Tarhim banyak kita dengar terutama saat bulan suci Ramadhan. Bacaan yang dikumandangkan umumnya bervariasi, ada yang berisi seruan agar kaum muslimin bangun dan siap melakukan shalat shubuh. Ada juga yang mengingatkan pentingnya shalat tahajjud, dan lain-lain.

Setiap masjid Nahdlatul Ulama (NU), bahkan mushalanya juga, bersaut-sautan dengan kalimat-kalimat spesial yang disusun khusus untuk acara tarhim ini. Bisa jadi tarhim ini hanya sekadar mengulang-ngulang hadits:

تَسَحَّرُوا فَإنَّ فِي السَّحُوْرِ بَرَكَةٌ

“Sahurlah kalian karena sahur itu membawa berkah“.

Terkadang ditambah dengan kata-kata dari petugas masjid, misalnya: “Sekarang sudah pukul 03.00 WIB, sebentar lagi subuh, bangun… bangun… sahur… sahur…” Bagi yang ingin berpuasa, tarhim menuntunnya untuk segera makan sahur.

Akhir-akhir ini masjid dan mushala memang lebih banyak memilih memutar kaset ayat-ayat Al-Qur’an karena lebih praktis ketimbang mendatangkan seseorang yang bersedia mengumandangkan alunan lagu yang merdu.

Dulu, orang-orang yang membawakan tarhim dapat didatangkan dari luar daerah dengan upah yang cukup, ditambah hadiah sarung, baju koko, dan lain-lain.
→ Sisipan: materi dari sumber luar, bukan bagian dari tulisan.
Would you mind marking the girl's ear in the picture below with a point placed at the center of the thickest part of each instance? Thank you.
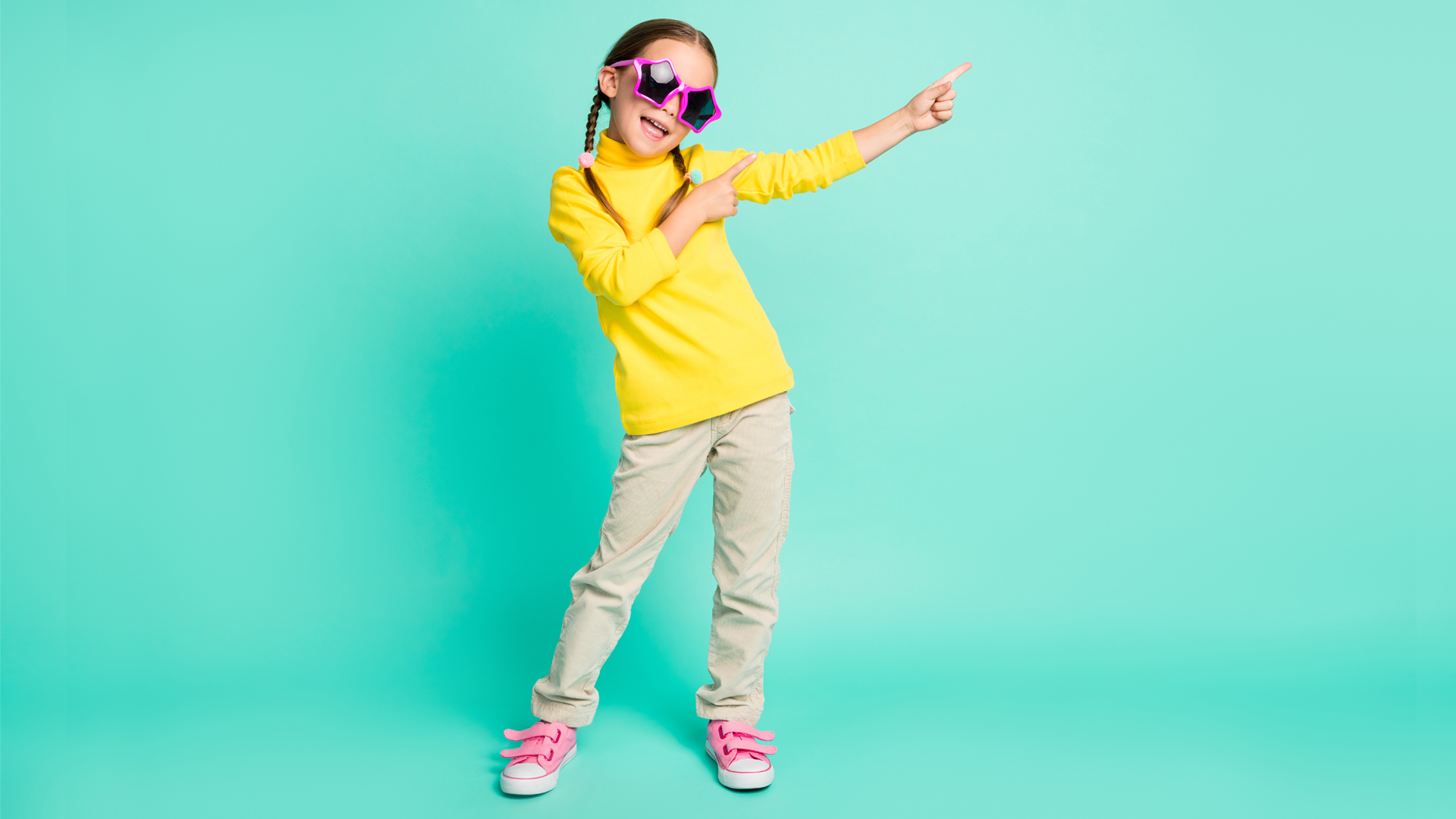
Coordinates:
(607, 82)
Mereka bisa bertiga atau berempat yang tugasnya (di samping mengisi acara tarhim dari pukul 03.00 sampai Subuh) mereka juga bertugas adzan setiap shalat Fardhu.

Seiring perkembangan zaman, kelompok orang-orang tarhim ini sudah tidak banyak ditemui karena diganti kaset Al-Qur’an yang disetel kurang lebih 30-60 menit sebelum waktu adzan dengan disisipi suara dari petugasnya sepuluh menit sebelum Subuh: “Imsaak… imsaak…”

Dalil tarhim ini adalah:

عَنْ عَبْدِ اللَّهِ بْنِ مَسْعُودٍ عَنْ النَّبِيِّ صَلَّى اللَّهُ عَلَيْهِ وَسَلَّمَ قَالَ لَا يَمْنَعَنَّ أَحَدَكُمْ أَوْ أَحَدًا مِنْكُمْ أَذَانُ بِلَالٍ مِنْ سَحُورِهِ فَإِنَّهُ يُؤَذِّنُ أَوْ يُنَادِي بِلَيْلٍ لِيَرْجِعَ قَائِمَكُمْ وَلِيُنَبِّهَ نَائِمَكُمْ

Dari Abdullah bin Mas’ud, Rasulullah bersabda: Kalian tak perlu mencegah Bilal untuk adzan sewaktu sahur karena adzan itu bertujuan untuk mengingatkan siapa saja yang masih berjaga dan sekaligus membangunkan yang tertidur. (Fathul Bari Syarh al-Bukhari, Juz II, hlm 244)

Al-Hafizh berkata dalam kitab Al-Fath: “Pernah terjadi sebelum waktu shubuh, dan bukan hari Jum’at, bacaan tasbih dan shalawat atas Nabi, bukan adzan baik dari sisi bahasa maupun agama.”

Dalam Fiqhus Sunnah Juz I, hlm 221-222 terdapat penjelasan bahwa di dalam hadits-hadits lain diterangkan, tarhim yang disuarakan keras itu lebih baik. Namun disuarakan pelan itu lebih baik bila dikhawatirkan munculnya sikap riya’ atau mengganggu orang yang sedang shalat (tahajjud). Dan selagi aman dari hal-hal tersebut, tentu tarhim dengan suara keras akan lebih baik. (*)

*KH. Munawir Abdul Fattah, Pengasuh Pondok Pesantren Krapyak, Yogyakarta.